Connexity

PyPI Publishing Setup

PyPI Publishing Setup

This document covers the one-time setup required to enable automated publishing of the connexity-cli package to PyPI.

Overview

The publishing pipeline uses two GitHub Actions workflows:

  1. Release Please (.github/workflows/release-please.yml) — Watches merges to main that touch backend/cli/ or the root pyproject.toml. Automatically opens and maintains a Release PR with changelog and version bumps. When merged, creates a git tag and GitHub Release.

  2. Publish to PyPI (.github/workflows/publish-pypi.yml) — Triggered by cli-v* tags (component-prefixed so they don't collide with the platform's plain v* tags). Builds the wheel, validates it, publishes to PyPI via Trusted Publisher (OIDC), and runs a post-publish smoke test.

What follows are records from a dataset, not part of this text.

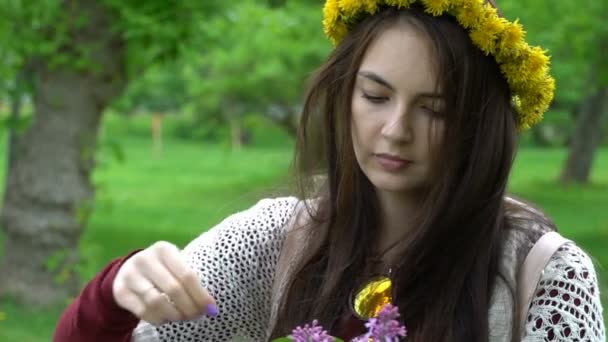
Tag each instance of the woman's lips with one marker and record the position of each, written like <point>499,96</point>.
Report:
<point>392,163</point>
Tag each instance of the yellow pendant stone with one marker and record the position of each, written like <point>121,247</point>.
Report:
<point>372,297</point>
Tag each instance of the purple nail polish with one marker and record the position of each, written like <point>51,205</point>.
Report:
<point>212,310</point>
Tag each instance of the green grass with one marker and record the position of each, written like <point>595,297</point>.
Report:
<point>191,187</point>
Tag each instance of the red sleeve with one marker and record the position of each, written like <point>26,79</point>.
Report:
<point>94,315</point>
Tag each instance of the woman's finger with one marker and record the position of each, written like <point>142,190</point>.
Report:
<point>190,281</point>
<point>164,280</point>
<point>158,307</point>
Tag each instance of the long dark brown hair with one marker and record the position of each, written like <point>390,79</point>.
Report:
<point>447,265</point>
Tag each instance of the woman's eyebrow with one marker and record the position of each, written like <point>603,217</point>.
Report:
<point>376,78</point>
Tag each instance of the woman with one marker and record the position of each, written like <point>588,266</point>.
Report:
<point>407,138</point>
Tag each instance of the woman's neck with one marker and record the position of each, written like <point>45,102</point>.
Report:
<point>397,212</point>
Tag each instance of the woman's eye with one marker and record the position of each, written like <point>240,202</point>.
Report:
<point>374,99</point>
<point>431,110</point>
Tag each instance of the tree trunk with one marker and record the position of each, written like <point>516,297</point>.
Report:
<point>587,138</point>
<point>49,195</point>
<point>157,133</point>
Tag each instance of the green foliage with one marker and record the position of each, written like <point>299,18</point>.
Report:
<point>572,31</point>
<point>257,56</point>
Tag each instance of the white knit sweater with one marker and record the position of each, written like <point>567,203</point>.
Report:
<point>237,259</point>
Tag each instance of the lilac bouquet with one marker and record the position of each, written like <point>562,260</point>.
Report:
<point>384,328</point>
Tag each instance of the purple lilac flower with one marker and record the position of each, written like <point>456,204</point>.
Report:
<point>385,327</point>
<point>312,333</point>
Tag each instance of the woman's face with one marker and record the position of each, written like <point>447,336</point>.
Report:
<point>397,111</point>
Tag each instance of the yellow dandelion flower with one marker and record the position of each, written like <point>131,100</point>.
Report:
<point>538,59</point>
<point>512,35</point>
<point>526,69</point>
<point>331,12</point>
<point>436,7</point>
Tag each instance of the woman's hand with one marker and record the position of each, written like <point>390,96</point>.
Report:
<point>157,286</point>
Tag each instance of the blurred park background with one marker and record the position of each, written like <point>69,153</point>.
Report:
<point>127,122</point>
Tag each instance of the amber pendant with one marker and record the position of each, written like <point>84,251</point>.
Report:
<point>369,300</point>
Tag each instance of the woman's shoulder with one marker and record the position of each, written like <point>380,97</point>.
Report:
<point>567,301</point>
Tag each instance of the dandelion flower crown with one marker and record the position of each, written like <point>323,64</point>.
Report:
<point>525,68</point>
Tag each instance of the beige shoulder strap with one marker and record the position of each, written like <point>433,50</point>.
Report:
<point>532,270</point>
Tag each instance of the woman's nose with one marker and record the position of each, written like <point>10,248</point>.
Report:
<point>398,126</point>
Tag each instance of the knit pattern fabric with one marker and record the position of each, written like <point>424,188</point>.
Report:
<point>236,263</point>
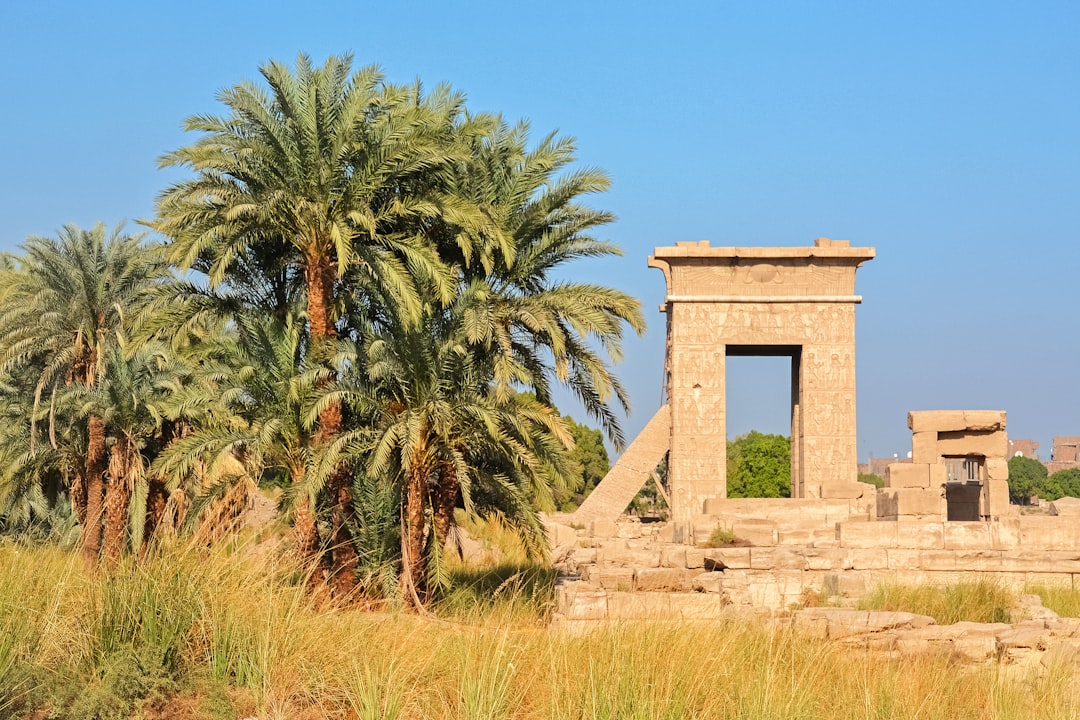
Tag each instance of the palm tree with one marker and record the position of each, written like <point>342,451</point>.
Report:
<point>538,329</point>
<point>335,174</point>
<point>251,401</point>
<point>67,307</point>
<point>430,421</point>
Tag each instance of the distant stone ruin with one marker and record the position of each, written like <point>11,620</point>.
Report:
<point>940,517</point>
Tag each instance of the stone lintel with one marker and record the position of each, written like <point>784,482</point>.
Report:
<point>702,249</point>
<point>955,421</point>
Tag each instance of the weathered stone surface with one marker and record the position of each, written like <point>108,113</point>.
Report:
<point>724,558</point>
<point>921,535</point>
<point>844,490</point>
<point>707,582</point>
<point>921,421</point>
<point>674,556</point>
<point>912,502</point>
<point>661,579</point>
<point>907,475</point>
<point>613,579</point>
<point>986,444</point>
<point>719,299</point>
<point>967,535</point>
<point>996,493</point>
<point>867,534</point>
<point>842,623</point>
<point>609,499</point>
<point>696,557</point>
<point>997,469</point>
<point>944,421</point>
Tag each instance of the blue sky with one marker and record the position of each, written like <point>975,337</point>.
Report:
<point>944,134</point>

Tag namespaces in this repo

  • cli-vX.Y.Z — CLI package release (this doc)
  • vX.Y.Z — platform release, see platform-releases.md
  • v0.1.0 (no prefix) — historical CLI release predating the namespace split; do not reuse.

One-Time Setup: PyPI Trusted Publisher

Trusted Publishers use OpenID Connect (OIDC) so the GitHub Actions workflow can publish to PyPI without storing API tokens as secrets.

Steps

  1. Go to pypi.org and log in (or create an account).

  2. For a new package (first-ever publish):

    • Go to https://pypi.org/manage/account/publishing/
    • Under "Add a new pending publisher", fill in:
      • PyPI project name: connexity-cli
      • Owner: Connexity-AI
      • Repository: connexity
      • Workflow name: publish-pypi.yml
      • Environment name: pypi
    • Click "Add"
  3. For an existing package (already uploaded at least once):

GitHub Environment Setup

The publish workflow references a GitHub environment called pypi. Create it:

  1. Go to https://github.com/Connexity-AI/connexity/settings/environments
  2. Click "New environment"
  3. Name it pypi
  4. Optionally add deployment protection rules (e.g., required reviewers)
  5. Save

No secrets need to be added to this environment — OIDC handles authentication.

How Releases Work

Day-to-Day Development

Use Conventional Commits for changes to the CLI:

feat(cli): add compare command
fix(cli): handle timeout in SSE streaming
docs(cli): update usage examples
perf(cli): reduce polling interval overhead

Commits that don't match these patterns (or don't touch backend/cli/) are ignored by Release Please.

Release Flow

1. Merge PRs to main
   └── (Release Please detects changes to backend/cli/)
2. Release Please creates/updates a "Release PR"
   └── Contains: version bump in pyproject.toml, backend/cli/CHANGELOG.md updates
3. Developer reviews and merges the Release PR
   └── Release Please creates git tag (cli-v0.2.0) and GitHub Release
4. Tag push triggers publish-pypi.yml
   └── Build → Pre-publish validation → Publish → Post-publish smoke test
5. pip install connexity-cli gets the new version

Where the changelog lives

  • In the repo: backend/cli/CHANGELOG.md — release-please writes to it on every Release PR.
  • On GitHub: the Releases page auto-mirrors each Release PR's CHANGELOG entry.
  • On PyPI: PyPI does not natively render per-release changelogs. The [project.urls] section in pyproject.toml exposes Changelog and Releases links in the project's PyPI sidebar — clicking them sends users to the locations above.

Manual Override

If you need to publish outside the Release Please flow:

# Bump version in pyproject.toml manually, then:
git add pyproject.toml
git commit -m "chore: release 0.3.0"
git tag cli-v0.3.0
git push && git push --tags

Verifying a Release

After a publish completes:

# Check the version on PyPI
pip install connexity-cli==<version>
connexity-cli --version
 
# Check the GitHub Release
gh release view cli-v<version>

Troubleshooting

"Trusted publisher not configured"

The OIDC publisher on pypi.org hasn't been set up, or the workflow name / environment name doesn't match. Double-check the values in the PyPI publisher config match exactly: workflow publish-pypi.yml, environment pypi.

Pre-publish validation fails

The built wheel includes dependencies it shouldn't (FastAPI, SQLModel, etc.). Check that the top-level pyproject.toml only lists CLI dependencies and that [tool.hatch.build.targets.wheel] only includes backend/cli.

Post-publish smoke test fails

PyPI propagation can take up to a minute. The workflow waits 30 seconds by default. If this is consistently failing, increase the sleep duration in the workflow.